Closed Bug 1367862 Opened 7 years ago Closed 7 years ago

stylo: Not much ComputedValues sharing going on on the Obama wikipedia page

Categories

(Core :: CSS Parsing and Computation, enhancement, P5)

53 Branch
enhancement

Tracking

()

RESOLVED WORKSFORME

People

(Reporter: bzbarsky, Assigned: bzbarsky)

References

()

Details

(Keywords: meta)

Attachments

(2 files, 2 obsolete files)

Attached patch Logging patch (obsolete) — Splinter Review
I'm using rev a040a09aa7a1 with the attached patch applied to do logging.

Summary: The page, as of today, has about 32k nodes, of which there are about 15k elements; the rest are textnodes, comments, etc.  Gecko allocates about 2500 nsStyleContexts.  Stylo allocates about 22.5k nsStyleContexts and about 21700 ComputedValues.

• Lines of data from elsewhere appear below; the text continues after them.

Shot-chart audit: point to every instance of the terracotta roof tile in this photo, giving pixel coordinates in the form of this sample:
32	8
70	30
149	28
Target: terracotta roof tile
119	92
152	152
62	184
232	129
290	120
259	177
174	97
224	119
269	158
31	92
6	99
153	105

The larger number of nsStyleContexts is expected, since stylo turns off Gecko style context sharing.  The large number of ComputedValues, and in particular the fact that it's not much smaller than the number of style contexts, indicates that we're not getting much sharing via the style sharing cache.

So as a start we should figure out what's going on with style sharing here.
This patch logs how many extant style contexts for text we have.  This matters because we do no servo-side sharing for textnode styles.  While I was here I also logged style contexts for pseudos in general.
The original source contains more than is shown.